Tuesday, May 19th, 2020. One of the things I love most about staying on the Holy Island of Lindisfarne is the opportunity to join in prayer at the parish church of St Mary the Virgin, beside the remains of the ancient Priory. Morning Prayer is offered every day at 7.30 a.m., Evening Prayer at 5.30 p.m. This much isn’t unusual for any parish church where the clergy take seriously their commitment to saying the Daily Office. What is less common is that the attendance at these times of prayer may be 20 to 30 people. Some of them will be people staying at The Open Gate, perhaps, or other pilgrim visitors to the Island. But some will also be parishioners who are drawn to this holy practice, day by day. When I was a working vicar it was always a bonus when one or two others joined me. For 25 years I was most often alone in the chancel. Twenty or 30 others was a figure beyond my best hopes. Yet it says something about just how much Lindisfarne is experienced as a ‘thin place’ where the presence of God can be clearly felt.
So we begin our day with Morning Prayer together, before breakfast at The Open Gate, and an opportunity to get to know some of the other retreatants better. For our pilgrimage is also now a retreat, led by David Cole of Waymark Ministries, on Thomas Merton, and Contemplation. I have doubts and questions about the whole idea of Contemplation and Contemplative Prayer. Perhaps I will have an opportunity to explore them during the next three days, though I’m anxious that I may offend, or perhaps, even worse, be jumped upon by any of the others who are True Contemplatives. (Though I suspect that a True Contemplative wouldn’t jump on anyone who disagreed with them.)
This morning’s session draws on Merton’s own writings, especially in New Seeds of Contemplation, which is a 1962 revision and expansion of the original Seeds of Contemplation (1949). My edition of it is a 1972 edition called Seeds of Contemplation, which bears on the title page the information, Originally published as New Seeds of Contemplation. Are we confused yet?
The opening two chapters are What is contemplation? and What contemplation is not. They provide what you might call a thorough taste of the enigma and paradox of this way of prayer – or is it, way of life?
The afternoon session allows more discussion, feedback, questions and sharing of experience, while touching on the theme of The Life of a Contemplative.

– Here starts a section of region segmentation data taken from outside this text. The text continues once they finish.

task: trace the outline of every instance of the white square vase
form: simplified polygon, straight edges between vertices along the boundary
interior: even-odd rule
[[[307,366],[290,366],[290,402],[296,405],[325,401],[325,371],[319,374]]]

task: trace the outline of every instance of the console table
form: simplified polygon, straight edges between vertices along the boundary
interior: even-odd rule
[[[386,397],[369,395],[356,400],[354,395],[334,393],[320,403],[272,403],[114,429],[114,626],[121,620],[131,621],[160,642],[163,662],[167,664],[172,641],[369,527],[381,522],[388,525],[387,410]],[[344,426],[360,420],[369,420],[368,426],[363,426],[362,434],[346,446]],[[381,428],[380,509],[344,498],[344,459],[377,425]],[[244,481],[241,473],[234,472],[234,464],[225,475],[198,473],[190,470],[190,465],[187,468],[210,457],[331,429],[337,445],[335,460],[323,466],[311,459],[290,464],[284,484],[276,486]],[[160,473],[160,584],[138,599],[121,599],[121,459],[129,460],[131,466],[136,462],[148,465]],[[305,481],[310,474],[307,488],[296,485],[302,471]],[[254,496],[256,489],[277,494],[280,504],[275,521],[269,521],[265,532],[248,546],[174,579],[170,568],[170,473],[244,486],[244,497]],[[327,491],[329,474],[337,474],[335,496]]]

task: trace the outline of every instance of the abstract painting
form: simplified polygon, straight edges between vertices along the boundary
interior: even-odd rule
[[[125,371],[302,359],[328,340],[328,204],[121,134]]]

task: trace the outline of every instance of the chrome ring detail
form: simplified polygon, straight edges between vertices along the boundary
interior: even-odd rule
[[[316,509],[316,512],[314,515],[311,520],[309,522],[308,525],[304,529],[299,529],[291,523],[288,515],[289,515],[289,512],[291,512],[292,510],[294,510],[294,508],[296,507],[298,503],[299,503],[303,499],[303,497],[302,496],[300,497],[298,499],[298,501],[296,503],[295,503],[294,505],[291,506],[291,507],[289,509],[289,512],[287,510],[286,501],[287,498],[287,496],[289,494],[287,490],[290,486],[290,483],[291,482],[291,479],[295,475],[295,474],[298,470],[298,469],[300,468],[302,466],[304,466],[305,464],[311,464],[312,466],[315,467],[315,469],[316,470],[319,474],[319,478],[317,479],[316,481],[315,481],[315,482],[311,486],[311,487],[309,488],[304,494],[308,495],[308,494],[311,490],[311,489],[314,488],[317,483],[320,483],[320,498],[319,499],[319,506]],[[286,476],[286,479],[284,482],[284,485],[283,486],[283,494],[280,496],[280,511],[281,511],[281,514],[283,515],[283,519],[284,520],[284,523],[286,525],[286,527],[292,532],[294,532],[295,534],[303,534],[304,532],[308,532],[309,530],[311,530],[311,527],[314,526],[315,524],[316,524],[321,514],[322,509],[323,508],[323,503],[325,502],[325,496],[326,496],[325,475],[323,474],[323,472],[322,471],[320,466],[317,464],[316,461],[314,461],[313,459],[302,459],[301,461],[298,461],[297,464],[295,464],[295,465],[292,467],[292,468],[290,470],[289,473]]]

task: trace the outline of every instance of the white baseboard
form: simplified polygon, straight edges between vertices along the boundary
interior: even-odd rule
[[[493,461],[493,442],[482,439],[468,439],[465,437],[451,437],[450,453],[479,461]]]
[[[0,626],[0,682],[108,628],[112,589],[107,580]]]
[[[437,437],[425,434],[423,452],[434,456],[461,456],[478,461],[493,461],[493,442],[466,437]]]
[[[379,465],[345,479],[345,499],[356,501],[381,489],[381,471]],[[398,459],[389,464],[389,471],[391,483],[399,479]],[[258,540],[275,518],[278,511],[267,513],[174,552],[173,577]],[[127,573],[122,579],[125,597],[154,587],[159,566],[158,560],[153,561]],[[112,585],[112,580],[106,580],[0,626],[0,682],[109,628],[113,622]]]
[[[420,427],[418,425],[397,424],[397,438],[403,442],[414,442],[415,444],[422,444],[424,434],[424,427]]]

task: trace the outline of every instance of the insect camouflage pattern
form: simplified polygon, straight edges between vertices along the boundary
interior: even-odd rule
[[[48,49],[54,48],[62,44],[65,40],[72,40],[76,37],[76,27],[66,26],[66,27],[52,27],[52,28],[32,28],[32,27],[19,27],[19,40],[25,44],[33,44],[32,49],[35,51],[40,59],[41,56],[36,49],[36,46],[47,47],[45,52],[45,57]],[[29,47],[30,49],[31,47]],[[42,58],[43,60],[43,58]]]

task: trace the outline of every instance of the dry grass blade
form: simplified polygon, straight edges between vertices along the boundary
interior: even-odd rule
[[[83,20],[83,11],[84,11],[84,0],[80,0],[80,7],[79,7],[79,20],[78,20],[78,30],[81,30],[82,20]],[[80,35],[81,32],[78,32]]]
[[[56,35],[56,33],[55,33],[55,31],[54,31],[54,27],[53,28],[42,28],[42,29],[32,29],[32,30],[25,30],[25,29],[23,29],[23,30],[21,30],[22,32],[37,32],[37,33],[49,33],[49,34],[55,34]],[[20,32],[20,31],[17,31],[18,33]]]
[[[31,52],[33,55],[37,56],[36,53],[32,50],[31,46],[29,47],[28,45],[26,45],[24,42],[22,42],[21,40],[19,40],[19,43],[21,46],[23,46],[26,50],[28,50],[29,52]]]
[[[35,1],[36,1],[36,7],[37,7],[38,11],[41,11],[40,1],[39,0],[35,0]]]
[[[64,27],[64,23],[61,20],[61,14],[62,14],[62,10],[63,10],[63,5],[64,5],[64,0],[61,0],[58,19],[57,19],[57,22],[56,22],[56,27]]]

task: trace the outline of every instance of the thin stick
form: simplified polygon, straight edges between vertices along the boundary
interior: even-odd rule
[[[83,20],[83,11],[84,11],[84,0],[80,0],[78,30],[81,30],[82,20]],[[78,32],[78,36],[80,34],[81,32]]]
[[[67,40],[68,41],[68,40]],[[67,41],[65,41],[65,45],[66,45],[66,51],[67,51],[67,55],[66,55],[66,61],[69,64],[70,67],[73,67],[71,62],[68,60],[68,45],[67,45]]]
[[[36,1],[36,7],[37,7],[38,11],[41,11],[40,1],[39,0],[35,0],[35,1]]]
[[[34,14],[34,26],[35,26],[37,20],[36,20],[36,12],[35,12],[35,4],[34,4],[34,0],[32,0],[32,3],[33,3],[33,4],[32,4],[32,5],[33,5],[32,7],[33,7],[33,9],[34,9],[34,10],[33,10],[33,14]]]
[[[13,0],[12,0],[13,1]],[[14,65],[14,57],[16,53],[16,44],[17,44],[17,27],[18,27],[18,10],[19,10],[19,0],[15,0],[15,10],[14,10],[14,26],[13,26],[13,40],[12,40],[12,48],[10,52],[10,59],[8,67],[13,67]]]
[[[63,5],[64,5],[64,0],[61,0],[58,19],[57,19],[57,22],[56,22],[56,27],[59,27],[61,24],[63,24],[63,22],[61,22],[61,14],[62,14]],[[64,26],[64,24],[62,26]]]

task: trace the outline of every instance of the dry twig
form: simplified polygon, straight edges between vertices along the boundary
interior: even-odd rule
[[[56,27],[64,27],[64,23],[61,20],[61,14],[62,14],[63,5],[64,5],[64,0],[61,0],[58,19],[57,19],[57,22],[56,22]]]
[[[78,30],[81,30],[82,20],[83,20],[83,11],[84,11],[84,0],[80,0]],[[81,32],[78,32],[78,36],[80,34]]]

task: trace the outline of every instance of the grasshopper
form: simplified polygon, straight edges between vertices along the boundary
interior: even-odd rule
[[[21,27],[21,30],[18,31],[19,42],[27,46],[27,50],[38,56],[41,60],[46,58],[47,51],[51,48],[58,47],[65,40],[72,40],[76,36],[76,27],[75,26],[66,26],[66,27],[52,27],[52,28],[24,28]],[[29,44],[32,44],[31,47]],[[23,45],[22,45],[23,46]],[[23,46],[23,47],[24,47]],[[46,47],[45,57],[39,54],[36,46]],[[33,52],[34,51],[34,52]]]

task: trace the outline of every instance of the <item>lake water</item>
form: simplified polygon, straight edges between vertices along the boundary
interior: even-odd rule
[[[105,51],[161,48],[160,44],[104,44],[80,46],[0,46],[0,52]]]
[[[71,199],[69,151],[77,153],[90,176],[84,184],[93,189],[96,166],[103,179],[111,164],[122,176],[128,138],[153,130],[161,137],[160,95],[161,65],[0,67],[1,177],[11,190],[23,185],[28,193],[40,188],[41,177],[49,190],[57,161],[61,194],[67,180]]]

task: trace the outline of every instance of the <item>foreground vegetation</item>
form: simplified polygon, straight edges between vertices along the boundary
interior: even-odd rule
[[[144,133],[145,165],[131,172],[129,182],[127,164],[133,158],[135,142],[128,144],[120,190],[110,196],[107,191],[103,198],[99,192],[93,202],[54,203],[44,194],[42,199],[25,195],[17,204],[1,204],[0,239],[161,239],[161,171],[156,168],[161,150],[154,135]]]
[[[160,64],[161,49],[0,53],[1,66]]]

Thomas Merton’s writings have had a great influence on my Christian growth and thinking. It seems he was not universally liked by all his Trappist brothers at Gethsemani Abbey. And I’m left wondering whether I would have liked him, or found him rather unnerving or even terrifying? I would like to have liked him, and to have been able to call him a friend. But we can’t always choose, can we?